Boot failed after patch "mtd: rawnand: Support for sequential cache reads"

Sun May 28 23:10:32 PDT 2023

Hello Miquel.

пт, 26 мая 2023 г. в 21:14, Miquel Raynal <miquel.raynal at bootlin.com>:
> Hi Alexander,
> eagle.alexander923 at gmail.com wrote on Thu, 25 May 2023 10:48:39 +0300:
> > Hello.
> > Kernel boot fails after patch "mtd: rawnand: Support for sequential
> > cache reads" (thanks to git bisect).
> > Please advise what can be done here and where to look for a bug.
> Thanks for the report, and sorry for the trouble. Right now I don't
> know what's wrong with the driver but as a first step, you could just
> try to reset chip->controller->supported_op.cont_read after
> rawnand_check_cont_read_support(). It should just avoid using the
> optimization and solve the boot. That's of course a very early fix, we
> now need to understand further what's going on.

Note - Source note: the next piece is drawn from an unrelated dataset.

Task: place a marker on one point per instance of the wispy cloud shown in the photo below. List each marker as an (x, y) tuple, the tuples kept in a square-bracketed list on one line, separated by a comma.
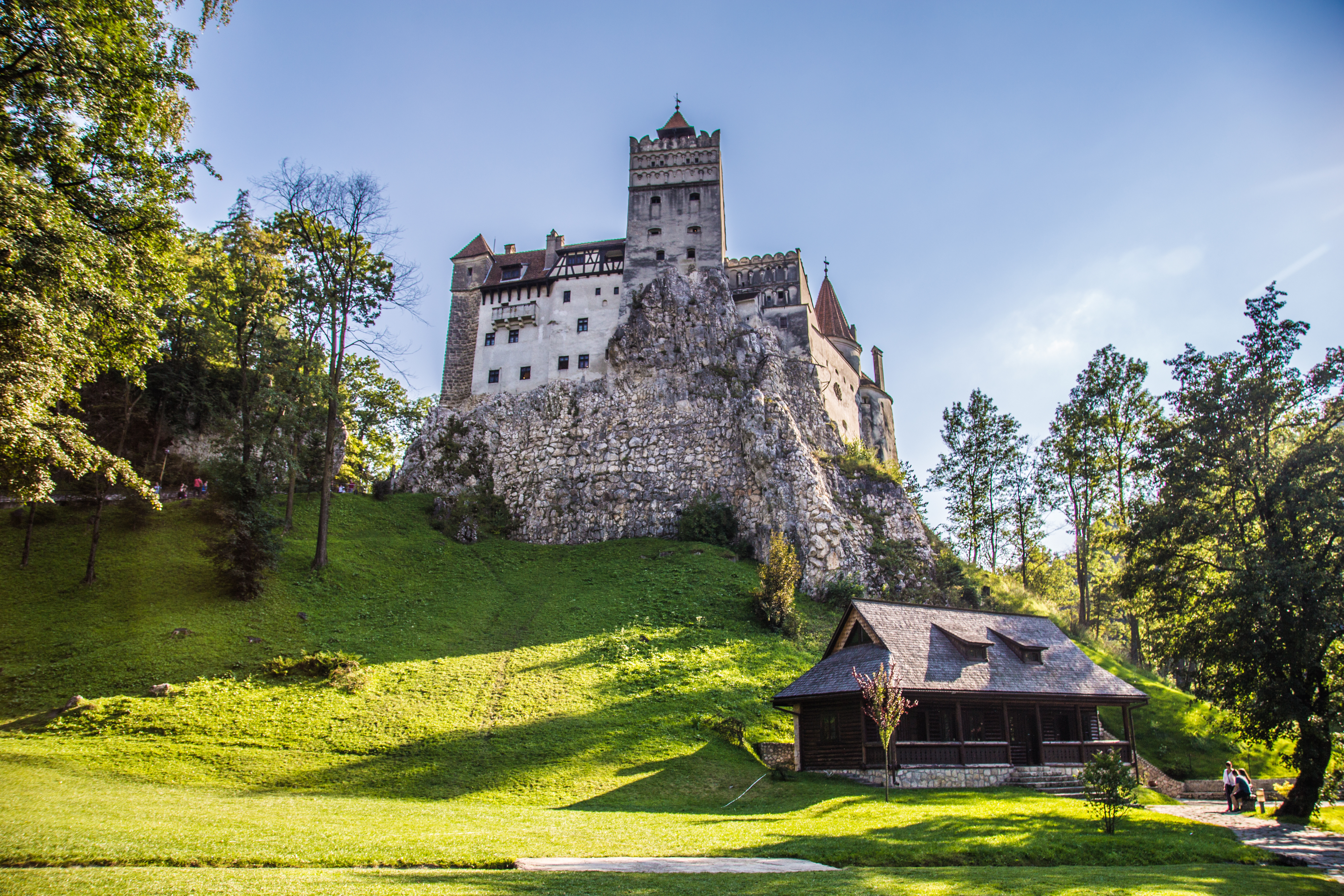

When I comment out the line "rawnand_check_cont_read_support(chip);"
the booting works as expected.

> My first guess would be that the sequential read patterns are not
> supported by the controller or badly implemented by its driver. But
> that is strange given the simplicity of this controller. This
> controller is meant to be versatile, I doubt it does not support these
> operations. Plus, I would expect page accesses to be directly
> implemented by the driver and not be affected by this logic. Could you
> try to trace the actual calls which are made through the mtd layer
> which lead to these errors? Is ->exec_op() involved in the process?
> Where? How?

Yes, Here everything goes as expected, debugging shows that the correct
opcodes are passing, for the NAND_CMD_READCACHESEQ it is 0x31.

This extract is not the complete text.